Self-assembled pH-responsive films prepared from mussel anchoring threads

Abstract

The byssus is a series of collagen-rich fibers securing mussels to surfaces. The complex but elegant heterogeneous assembly of the various proteins in the threads is responsible for their remarkable mechanical properties combining strength and extensibility. Along with the well-known biocompatibility and biodegradability attributed to collagen-based materials, these mechanical properties are highly desirable to produce biomaterials for soft tissue engineering and drug delivery applications. In order to replicate the byssus natural features and properties, we prepared a soluble byssus protein hydrolyzate (BPH) that can generate water-insoluble self-standing films. Atomic force and scanning electron microscopy revealed the presence of self-assembled collagen-like fibrils at the surface of the films.

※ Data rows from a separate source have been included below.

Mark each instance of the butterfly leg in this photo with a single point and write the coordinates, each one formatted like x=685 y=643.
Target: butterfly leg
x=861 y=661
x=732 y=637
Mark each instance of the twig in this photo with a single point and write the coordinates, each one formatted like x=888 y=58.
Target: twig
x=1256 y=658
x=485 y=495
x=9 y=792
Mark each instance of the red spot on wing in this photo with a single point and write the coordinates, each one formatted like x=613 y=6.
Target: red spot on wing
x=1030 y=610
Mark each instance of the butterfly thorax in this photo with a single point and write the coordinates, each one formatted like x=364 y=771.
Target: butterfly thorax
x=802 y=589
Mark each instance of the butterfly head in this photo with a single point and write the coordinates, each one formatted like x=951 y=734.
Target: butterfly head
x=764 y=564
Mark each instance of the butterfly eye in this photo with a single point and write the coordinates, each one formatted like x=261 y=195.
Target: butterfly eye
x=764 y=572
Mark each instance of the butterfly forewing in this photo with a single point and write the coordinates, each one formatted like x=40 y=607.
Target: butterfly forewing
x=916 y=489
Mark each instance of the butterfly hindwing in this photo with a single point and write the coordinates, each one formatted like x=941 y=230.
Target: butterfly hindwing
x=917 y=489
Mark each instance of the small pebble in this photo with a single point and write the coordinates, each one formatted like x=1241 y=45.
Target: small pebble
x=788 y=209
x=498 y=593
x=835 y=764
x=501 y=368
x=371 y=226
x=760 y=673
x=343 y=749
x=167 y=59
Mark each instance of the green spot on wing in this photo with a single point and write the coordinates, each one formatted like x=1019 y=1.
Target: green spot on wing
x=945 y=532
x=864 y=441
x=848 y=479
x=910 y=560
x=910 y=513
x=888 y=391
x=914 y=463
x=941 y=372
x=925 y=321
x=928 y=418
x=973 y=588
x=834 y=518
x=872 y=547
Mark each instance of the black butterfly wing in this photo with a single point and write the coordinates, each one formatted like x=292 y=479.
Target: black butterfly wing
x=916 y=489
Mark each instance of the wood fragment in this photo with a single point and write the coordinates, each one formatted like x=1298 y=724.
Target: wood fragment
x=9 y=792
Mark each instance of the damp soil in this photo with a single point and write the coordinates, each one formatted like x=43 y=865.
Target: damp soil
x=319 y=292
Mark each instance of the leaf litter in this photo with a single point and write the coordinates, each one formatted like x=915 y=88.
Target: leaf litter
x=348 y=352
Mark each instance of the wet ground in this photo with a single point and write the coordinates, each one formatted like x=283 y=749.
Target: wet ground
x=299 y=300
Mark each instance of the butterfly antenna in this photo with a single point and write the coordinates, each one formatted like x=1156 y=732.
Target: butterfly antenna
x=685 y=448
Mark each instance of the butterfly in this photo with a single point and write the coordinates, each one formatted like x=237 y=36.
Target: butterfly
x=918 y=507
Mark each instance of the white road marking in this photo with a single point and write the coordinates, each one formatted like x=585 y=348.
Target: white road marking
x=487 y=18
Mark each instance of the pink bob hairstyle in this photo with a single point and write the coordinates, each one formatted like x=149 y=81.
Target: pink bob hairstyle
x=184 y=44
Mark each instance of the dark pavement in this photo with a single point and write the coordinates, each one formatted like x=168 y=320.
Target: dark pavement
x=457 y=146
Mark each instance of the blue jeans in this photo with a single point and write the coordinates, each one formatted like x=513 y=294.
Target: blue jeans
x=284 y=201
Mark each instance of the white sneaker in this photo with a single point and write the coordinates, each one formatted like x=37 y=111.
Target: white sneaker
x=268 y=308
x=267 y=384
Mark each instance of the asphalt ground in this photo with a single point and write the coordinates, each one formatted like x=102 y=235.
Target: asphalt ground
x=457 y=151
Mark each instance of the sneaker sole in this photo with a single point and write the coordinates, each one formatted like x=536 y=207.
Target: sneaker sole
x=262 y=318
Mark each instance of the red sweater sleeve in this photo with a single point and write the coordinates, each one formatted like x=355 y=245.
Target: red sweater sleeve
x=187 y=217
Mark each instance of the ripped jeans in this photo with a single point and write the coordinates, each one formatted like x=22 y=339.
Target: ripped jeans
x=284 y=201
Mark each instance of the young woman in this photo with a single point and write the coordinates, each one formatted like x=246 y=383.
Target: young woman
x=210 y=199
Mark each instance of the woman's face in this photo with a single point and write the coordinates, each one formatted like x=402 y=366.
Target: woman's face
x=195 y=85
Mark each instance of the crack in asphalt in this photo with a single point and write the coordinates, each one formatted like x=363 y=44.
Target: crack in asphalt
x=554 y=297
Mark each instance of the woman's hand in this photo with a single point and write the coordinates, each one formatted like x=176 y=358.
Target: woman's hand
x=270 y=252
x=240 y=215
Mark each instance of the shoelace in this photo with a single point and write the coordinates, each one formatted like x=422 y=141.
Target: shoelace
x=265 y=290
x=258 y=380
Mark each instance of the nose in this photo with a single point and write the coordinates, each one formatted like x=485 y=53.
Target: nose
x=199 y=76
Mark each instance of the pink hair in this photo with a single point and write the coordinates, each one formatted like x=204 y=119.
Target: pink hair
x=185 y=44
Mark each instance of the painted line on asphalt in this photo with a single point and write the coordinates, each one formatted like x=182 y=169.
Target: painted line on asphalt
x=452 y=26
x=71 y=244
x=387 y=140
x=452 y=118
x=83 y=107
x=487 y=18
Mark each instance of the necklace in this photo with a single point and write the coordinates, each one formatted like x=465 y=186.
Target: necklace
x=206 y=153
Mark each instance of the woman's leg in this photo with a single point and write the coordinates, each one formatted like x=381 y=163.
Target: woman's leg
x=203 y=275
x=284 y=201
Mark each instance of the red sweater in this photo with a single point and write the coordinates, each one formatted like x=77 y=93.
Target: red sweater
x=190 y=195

Infrared spectroscopy analysis of the film formation showed that insolubility is caused by the self-assembly of polypeptides from the hydrolyzate into antiparallel β-sheets, aggregated β-strands and collagen triple-helix structures. The mechanical properties and water swelling measurements on the films can be reversibly pH-modulated by modifying the electrostatic interactions between the ∼30 mol% of charged amino acids. Optimal mechanical properties and minimum swelling are obtained at the isoelectric point (pH 4.5). Higher or lower pH treatment reversibly decreases their stiffness and strength and increases their swelling ratio. Altogether, our results show that byssus proteins are an interesting sustainable feedstock for preparing new solid-state pH-tuneable biomaterials.